Environmental issues now feature in 100 percent of the school’s masters programs. But NEOMA is working to go further and ensure that environmental and social-transition issues are integrated into 100 percent of every module by 2027.
From courses that delve into sustainable supply chain management and impact investing to experiential projects that tackle real-world sustainability challenges, business schools are striving to empower students with the knowledge and skills to navigate complex sustainability issues.
Some have gone father and launched entire degree programs focused on these topics. Rotterdam School of Management’s MSc Global Business and Sustainability program challenges students to use the UN’s Sustainable Development Goals and ethics to address global challenges such as poverty, environmental degradation and inequality. The curriculum addresses how to drive the transition to a more sustainable society while balancing stakeholder, environmental and social interests.

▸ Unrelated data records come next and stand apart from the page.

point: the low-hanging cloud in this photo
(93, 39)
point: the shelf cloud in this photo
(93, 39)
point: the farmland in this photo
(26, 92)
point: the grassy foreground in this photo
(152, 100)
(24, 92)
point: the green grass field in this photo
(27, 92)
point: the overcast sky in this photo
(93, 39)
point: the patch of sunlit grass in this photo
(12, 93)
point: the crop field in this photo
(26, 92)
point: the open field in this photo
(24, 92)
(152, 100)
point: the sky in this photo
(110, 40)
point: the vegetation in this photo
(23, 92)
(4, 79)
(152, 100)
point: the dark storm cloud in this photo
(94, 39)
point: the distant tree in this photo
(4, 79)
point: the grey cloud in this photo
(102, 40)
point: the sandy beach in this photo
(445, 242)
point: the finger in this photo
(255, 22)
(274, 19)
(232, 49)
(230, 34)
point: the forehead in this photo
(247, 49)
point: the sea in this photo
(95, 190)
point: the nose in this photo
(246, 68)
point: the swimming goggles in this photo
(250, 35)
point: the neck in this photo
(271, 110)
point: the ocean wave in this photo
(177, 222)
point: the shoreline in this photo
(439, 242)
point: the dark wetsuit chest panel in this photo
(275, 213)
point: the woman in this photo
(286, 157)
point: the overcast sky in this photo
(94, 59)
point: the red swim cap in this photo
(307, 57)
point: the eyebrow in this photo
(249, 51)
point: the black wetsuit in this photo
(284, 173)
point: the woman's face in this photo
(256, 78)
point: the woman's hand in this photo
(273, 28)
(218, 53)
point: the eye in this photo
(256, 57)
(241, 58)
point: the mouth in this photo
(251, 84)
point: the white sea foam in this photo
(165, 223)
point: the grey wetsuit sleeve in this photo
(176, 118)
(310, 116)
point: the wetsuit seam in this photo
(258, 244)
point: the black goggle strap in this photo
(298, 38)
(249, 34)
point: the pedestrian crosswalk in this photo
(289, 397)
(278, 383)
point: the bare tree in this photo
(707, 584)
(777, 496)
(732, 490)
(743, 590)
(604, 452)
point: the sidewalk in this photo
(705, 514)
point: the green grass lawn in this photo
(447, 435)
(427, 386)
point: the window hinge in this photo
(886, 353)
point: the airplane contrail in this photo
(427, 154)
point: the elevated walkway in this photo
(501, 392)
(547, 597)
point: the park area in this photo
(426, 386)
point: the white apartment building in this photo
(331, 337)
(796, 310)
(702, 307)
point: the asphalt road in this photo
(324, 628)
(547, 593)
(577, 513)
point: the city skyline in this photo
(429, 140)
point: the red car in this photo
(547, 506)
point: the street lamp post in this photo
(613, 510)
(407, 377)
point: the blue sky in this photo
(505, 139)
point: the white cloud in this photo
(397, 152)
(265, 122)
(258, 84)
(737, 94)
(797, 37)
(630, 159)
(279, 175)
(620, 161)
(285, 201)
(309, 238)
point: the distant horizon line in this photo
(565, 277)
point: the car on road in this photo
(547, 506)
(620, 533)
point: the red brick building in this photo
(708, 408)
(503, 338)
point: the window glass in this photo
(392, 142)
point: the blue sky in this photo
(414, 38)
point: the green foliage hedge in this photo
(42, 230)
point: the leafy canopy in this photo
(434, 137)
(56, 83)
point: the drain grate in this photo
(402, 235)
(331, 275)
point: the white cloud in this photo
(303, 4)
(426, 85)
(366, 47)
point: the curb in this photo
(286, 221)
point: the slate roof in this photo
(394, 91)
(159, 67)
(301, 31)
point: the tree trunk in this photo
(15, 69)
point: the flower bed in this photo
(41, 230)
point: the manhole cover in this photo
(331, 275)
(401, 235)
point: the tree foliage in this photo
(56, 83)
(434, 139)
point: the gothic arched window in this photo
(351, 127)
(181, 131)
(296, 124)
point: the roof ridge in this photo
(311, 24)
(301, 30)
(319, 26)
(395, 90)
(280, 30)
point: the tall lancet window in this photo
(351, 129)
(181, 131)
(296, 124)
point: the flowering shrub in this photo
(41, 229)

“Our students come to RSM knowing that our mission is to have them be a force for positive change in the world. Many of them choose to study here for this reason, and they have an expectation that we will help them to become a different kind of leader – someone who can find management success while also being an agent of positive change,” says RSM’s dean of education, Michel Lander.
By integrating sustainability into MiM programs, business schools are responding to the pressing demands of both students and employers.
Today’s students, often hailing from the millennial and Gen Z generations, are increasingly concerned about climate change, social inequality and ethical business practices. They expect their education to align with their values and equip them to drive positive change in their future careers.
“Pretty much every person in a tertiary education setting agrees that climate change, but also connected issues such as inequality and migration, are major challenges that businesses need to help solve,” says Roland Siegers, director of masters programs at ESMT Berlin.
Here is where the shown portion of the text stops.